JWST Reveals Metal-Poor Atmosphere on Forbidden Exoplanet TOI-5205b, Challenging Giant Planet Formation Models
Webb telescope finds a Jupiter-sized planet orbiting a tiny red dwarf has fewer heavy elements in its atmosphere than its own star, defying all existing formation theories.
Overview
NASA’s James Webb Space Telescope has delivered a puzzling atmospheric portrait of TOI-5205b, a Jupiter-sized gas giant that orbits a red dwarf star roughly four times Jupiter’s own size. Transmission spectroscopy of three transits reveals an atmosphere with fewer heavy elements than the planet’s host star — a result that contradicts every established model of how giant planets acquire their chemical inventory, according to findings published in The Astronomical Journal.
A Planet That Should Not Exist
TOI-5205b has been labeled a “forbidden” planet since its discovery by NASA’s Transiting Exoplanet Survey Satellite (TESS). At 1.08 Jupiter masses and 1.03 Jupiter radii, the planet is unremarkable in size. What makes it anomalous is its host star: an M4-type red dwarf with only about 39 percent of the Sun’s mass. Standard planet formation models — both core accretion and disk instability — struggle to explain how such a small, low-mass star could assemble enough material in its protoplanetary disk to produce a gas giant of this scale, as ScienceDaily reported.
The planet orbits at just 0.02 AU from its star with a period of 1.63 days, and it blocks approximately 6 percent of the star’s light during transit — an extraordinarily large fraction that made it an ideal target for JWST’s Near-Infrared Spectrograph.
What Webb Found
The JWST observations, part of the GEMS survey studying transiting giants around M-dwarf stars, detected methane and hydrogen sulfide in the planet’s atmosphere. More significantly, the data revealed that the atmosphere’s metallicity — its concentration of elements heavier than hydrogen and helium — is lower than that of the host star itself, according to Phys.org.
“The planet having a lower metallicity than its own host star makes it stand out among all the giant planets that have been studied to date,” said Dr. Anjali Piette, a member of the research team, as quoted by Phys.org.
This finding is significant because giant planets are generally expected to be enriched in heavy elements relative to their stars. During formation, a growing planet sweeps up solid material — rock and ice — from the surrounding disk, concentrating metals in its envelope. Jupiter, for example, has an atmospheric metallicity several times that of the Sun. TOI-5205b reverses this expectation entirely.

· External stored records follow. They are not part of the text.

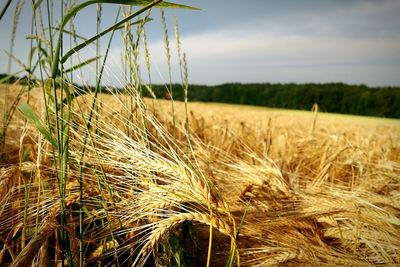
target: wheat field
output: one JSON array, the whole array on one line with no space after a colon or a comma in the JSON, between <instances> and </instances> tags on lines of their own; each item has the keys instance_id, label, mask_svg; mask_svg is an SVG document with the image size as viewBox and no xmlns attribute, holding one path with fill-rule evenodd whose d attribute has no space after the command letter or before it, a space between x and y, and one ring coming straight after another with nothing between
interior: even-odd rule
<instances>
[{"instance_id":1,"label":"wheat field","mask_svg":"<svg viewBox=\"0 0 400 267\"><path fill-rule=\"evenodd\" d=\"M43 115L41 94L20 102ZM74 102L64 201L57 151L14 114L2 265L398 266L399 120L131 97L97 96L89 132L93 96Z\"/></svg>"},{"instance_id":2,"label":"wheat field","mask_svg":"<svg viewBox=\"0 0 400 267\"><path fill-rule=\"evenodd\" d=\"M399 266L400 121L188 102L164 8L198 10L1 5L0 266ZM162 92L184 102L156 99L160 58Z\"/></svg>"}]
</instances>

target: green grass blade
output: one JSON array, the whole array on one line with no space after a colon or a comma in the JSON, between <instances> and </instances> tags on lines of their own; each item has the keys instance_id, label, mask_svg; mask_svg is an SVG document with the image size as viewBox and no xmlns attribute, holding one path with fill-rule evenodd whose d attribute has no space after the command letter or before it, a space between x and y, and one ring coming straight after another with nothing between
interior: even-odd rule
<instances>
[{"instance_id":1,"label":"green grass blade","mask_svg":"<svg viewBox=\"0 0 400 267\"><path fill-rule=\"evenodd\" d=\"M153 6L155 6L157 3L159 3L161 0L158 1L154 1L152 2L150 5L147 5L141 9L139 9L138 11L136 11L135 13L129 15L128 17L120 20L119 22L115 23L114 25L110 26L109 28L105 29L104 31L94 35L93 37L89 38L88 40L86 40L83 43L80 43L79 45L75 46L74 48L70 49L67 53L64 54L64 56L61 59L61 63L64 63L65 61L68 60L68 58L70 56L72 56L74 53L78 52L79 50L83 49L84 47L88 46L90 43L96 41L97 39L99 39L100 37L102 37L103 35L114 31L116 29L118 29L119 27L121 27L124 23L130 21L131 19L139 16L140 14L142 14L143 12L145 12L146 10L152 8Z\"/></svg>"},{"instance_id":2,"label":"green grass blade","mask_svg":"<svg viewBox=\"0 0 400 267\"><path fill-rule=\"evenodd\" d=\"M238 231L237 231L236 236L235 236L236 242L237 242L237 240L239 238L240 231L243 228L243 224L244 224L244 221L246 219L249 207L250 207L250 202L247 203L246 208L245 208L244 213L243 213L243 216L242 216L242 218L240 220L240 223L239 223L239 226L238 226ZM233 266L234 254L235 254L235 250L233 248L231 248L231 251L229 253L228 260L226 261L225 267ZM239 255L238 255L238 257L239 257Z\"/></svg>"},{"instance_id":3,"label":"green grass blade","mask_svg":"<svg viewBox=\"0 0 400 267\"><path fill-rule=\"evenodd\" d=\"M79 63L79 64L77 64L77 65L75 65L75 66L72 66L72 67L69 68L69 69L64 70L64 73L69 73L69 72L72 72L72 71L74 71L74 70L83 68L84 66L89 65L90 63L92 63L92 62L98 60L99 58L101 58L101 56L93 57L93 58L91 58L91 59L85 60L85 61L83 61L83 62L81 62L81 63Z\"/></svg>"},{"instance_id":4,"label":"green grass blade","mask_svg":"<svg viewBox=\"0 0 400 267\"><path fill-rule=\"evenodd\" d=\"M99 3L109 3L109 4L120 4L120 5L132 5L132 6L145 6L153 3L153 0L131 0L131 1L124 1L124 0L100 0ZM183 9L191 9L191 10L200 10L197 7L181 5L171 2L161 2L157 4L157 7L162 8L183 8Z\"/></svg>"},{"instance_id":5,"label":"green grass blade","mask_svg":"<svg viewBox=\"0 0 400 267\"><path fill-rule=\"evenodd\" d=\"M83 37L82 35L76 34L74 32L67 31L65 29L61 30L59 27L51 27L51 29L56 30L56 31L62 31L63 33L66 33L66 34L68 34L68 35L70 35L70 36L72 36L74 38L77 38L77 39L86 40L86 37Z\"/></svg>"},{"instance_id":6,"label":"green grass blade","mask_svg":"<svg viewBox=\"0 0 400 267\"><path fill-rule=\"evenodd\" d=\"M81 3L74 8L72 8L63 18L61 22L60 29L63 29L64 26L68 23L68 21L73 18L80 10L84 9L85 7L93 4L120 4L120 5L135 5L135 6L158 6L158 7L168 7L168 8L184 8L184 9L198 9L191 6L180 5L170 2L163 2L163 1L152 1L152 0L90 0L84 3Z\"/></svg>"},{"instance_id":7,"label":"green grass blade","mask_svg":"<svg viewBox=\"0 0 400 267\"><path fill-rule=\"evenodd\" d=\"M10 6L12 0L8 0L7 3L4 5L3 9L0 13L0 20L3 18L4 14L6 13L8 7Z\"/></svg>"},{"instance_id":8,"label":"green grass blade","mask_svg":"<svg viewBox=\"0 0 400 267\"><path fill-rule=\"evenodd\" d=\"M14 72L14 73L12 73L12 74L7 75L6 77L0 79L0 84L8 83L8 81L9 81L10 79L14 78L16 75L18 75L18 74L20 74L21 72L24 72L24 71L25 71L25 70L20 70L20 71L17 71L17 72Z\"/></svg>"},{"instance_id":9,"label":"green grass blade","mask_svg":"<svg viewBox=\"0 0 400 267\"><path fill-rule=\"evenodd\" d=\"M129 20L131 20L132 18L140 15L141 13L143 13L144 11L146 11L147 9L152 8L153 6L157 5L158 3L160 3L162 0L156 0L154 2L152 2L151 4L143 7L142 9L138 10L137 12L133 13L131 16L128 16L127 18L123 19L122 21L120 21L119 23L114 24L113 26L109 27L108 29L106 29L105 31L96 34L95 36L93 36L92 38L90 38L89 40L81 43L80 45L76 46L75 48L69 50L63 57L61 60L61 63L64 63L71 55L73 55L74 53L76 53L78 50L86 47L88 44L96 41L97 39L99 39L101 36L107 34L108 32L115 30L116 28L120 27L121 25L123 25L125 22L128 22ZM72 8L64 17L63 20L61 21L61 25L60 25L60 33L62 33L62 31L64 30L65 25L67 25L68 21L70 19L72 19L80 10L82 10L83 8L92 5L92 4L99 4L99 3L119 3L119 2L124 2L124 4L129 4L129 2L131 1L101 1L101 0L91 0L91 1L86 1L74 8ZM62 38L61 38L61 34L59 35L58 38L58 42L57 42L57 47L54 53L54 59L52 60L52 67L51 67L51 77L54 79L58 74L58 64L59 62L59 57L60 57L60 51L61 51L61 45L62 45Z\"/></svg>"},{"instance_id":10,"label":"green grass blade","mask_svg":"<svg viewBox=\"0 0 400 267\"><path fill-rule=\"evenodd\" d=\"M153 21L153 19L149 18L149 17L146 17L144 19L140 19L138 21L132 22L131 24L129 24L129 26L137 25L137 24L141 24L141 23L145 24L145 23L150 22L150 21ZM120 29L123 29L124 27L125 27L125 25L121 25L118 28L116 28L115 30L120 30Z\"/></svg>"},{"instance_id":11,"label":"green grass blade","mask_svg":"<svg viewBox=\"0 0 400 267\"><path fill-rule=\"evenodd\" d=\"M243 228L243 224L244 224L244 221L245 221L245 219L246 219L247 212L248 212L249 208L250 208L250 202L247 203L246 208L245 208L244 213L243 213L243 216L242 216L242 219L240 220L240 224L239 224L239 227L238 227L238 231L237 231L237 233L236 233L236 240L239 238L239 234L240 234L240 231L241 231L242 228Z\"/></svg>"},{"instance_id":12,"label":"green grass blade","mask_svg":"<svg viewBox=\"0 0 400 267\"><path fill-rule=\"evenodd\" d=\"M42 122L39 115L29 104L22 103L18 105L18 110L22 113L22 115L24 115L25 118L35 125L36 129L43 134L47 141L49 141L53 146L57 146L57 142L51 136L49 128Z\"/></svg>"},{"instance_id":13,"label":"green grass blade","mask_svg":"<svg viewBox=\"0 0 400 267\"><path fill-rule=\"evenodd\" d=\"M71 55L73 55L75 52L78 50L86 47L88 44L96 41L99 39L101 36L109 33L112 30L115 30L116 28L120 27L124 23L130 21L134 17L139 16L141 13L144 11L154 7L154 6L159 6L159 7L168 7L168 8L185 8L185 9L197 9L195 7L190 7L190 6L185 6L185 5L180 5L180 4L174 4L170 2L163 2L162 0L155 0L155 1L150 1L150 0L131 0L131 1L122 1L122 0L90 0L86 1L84 3L81 3L74 8L72 8L65 16L63 17L63 20L61 21L60 29L61 32L64 30L65 25L82 9L84 9L87 6L90 6L92 4L100 4L100 3L109 3L109 4L121 4L121 5L144 5L143 8L139 9L135 13L131 14L130 16L126 17L125 19L121 20L120 22L114 24L113 26L109 27L108 29L104 30L103 32L96 34L86 42L81 43L80 45L76 46L75 48L69 50L61 60L61 63L64 63ZM61 35L60 35L61 36ZM61 38L59 38L57 42L57 47L55 50L55 57L53 59L53 64L51 68L51 76L52 78L55 78L58 74L58 64L59 64L59 52L61 50Z\"/></svg>"}]
</instances>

An Interior-Atmosphere Disconnect
The research team, led by Dr. Caleb Canas of NASA’s Goddard Space Flight Center and Dr. Shubham Kanodia of the Carnegie Institution for Science, found that while the atmosphere appears metal-poor, models suggest the planet’s bulk composition is roughly 100 times more metal-rich than the atmosphere indicates. The implication is that heavy elements migrated inward during formation, settling into the planet’s deep interior rather than remaining mixed throughout the envelope, according to ScienceDaily.
The resulting atmosphere is carbon-rich and oxygen-poor, a chemical profile that influences everything from cloud formation to thermal structure. The team also had to correct for contamination from starspots on the host red dwarf, which can mimic or mask atmospheric signals in transmission spectra.
What We Don’t Know
The mechanism that drove this apparent stratification remains unclear. Whether the heavy elements were sequestered during initial accretion, migrated downward over time through gravitational settling, or were somehow excluded from the upper atmosphere by an unknown process is an open question.
It is also unknown whether TOI-5205b is a one-of-a-kind outlier or the first identified member of a broader population of metal-depleted giant planets around low-mass stars. The GEMS survey is observing additional M-dwarf giant planet systems with JWST, and future results may determine whether this atmospheric pattern recurs.
The findings add to a growing body of JWST results that have complicated the relatively tidy picture of giant planet formation that prevailed before the telescope’s launch. Earlier Webb observations have revealed unexpected atmospheres on rocky exoplanets and sulfur-dominated super-Earth atmospheres that similarly defied theoretical expectations, suggesting that the diversity of planetary atmospheres extends well beyond what pre-Webb models anticipated.